The problem is that both sets of talking points ignore the talent deficiency on the Jets as well as the scheme issues that stem from the head coach.
“I didn’t think it was lifeless. Offensively, we were frustrated. We were frustrated. There were a lot of points where guys were encouraging each other and cheering each other on,” Gase said after the game on Sunday.
“I thought the defense definitely had good energy, trying to create turnovers. You’re trying to make that play to swing the game in a positive direction. We got a little frustrated on offense because we couldn’t get that done.”
The offense was poor by every definition. They had just 263 yards of total offense and managed 13 first downs against the Dolphins.
Quarterback Joe Flacco was sacked three times and hit a total of 10 times.
The offense looked flat and unimaginative, not a great surprise given a similar performance from the unit in their previous five games.

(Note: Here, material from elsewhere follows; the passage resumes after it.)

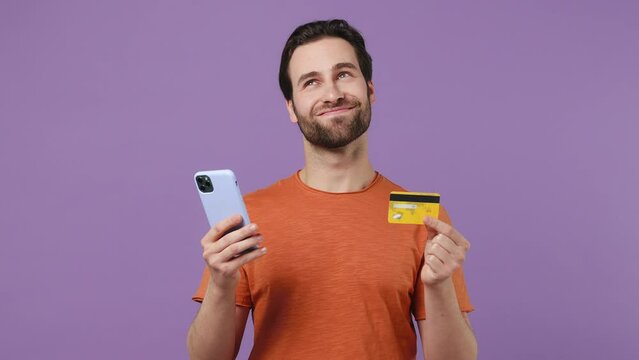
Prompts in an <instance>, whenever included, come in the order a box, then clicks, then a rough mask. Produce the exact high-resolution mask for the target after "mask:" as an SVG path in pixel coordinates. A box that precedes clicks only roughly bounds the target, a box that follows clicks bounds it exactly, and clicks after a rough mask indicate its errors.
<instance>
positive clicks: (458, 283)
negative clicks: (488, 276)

But being shutout is any especially dire tale for the Jets.
Now, through six games, the Jets have lost by a cumulative 110 points. It truly shows no signs of getting better.
“Well, hey, you’ve got to look at yourself in the mirror and ask yourself what drives you and why you do this. Do you love this game? That’s what it really all comes down to,” Flacco said.
“And then you’ve just got to execute and play better. Listen, we can play as hard as we want and be as tough as we want and have the right guys, but if we don’t play well, we’re not going to get it done. But it still starts with keeping your head held high and sticking together as a unit.”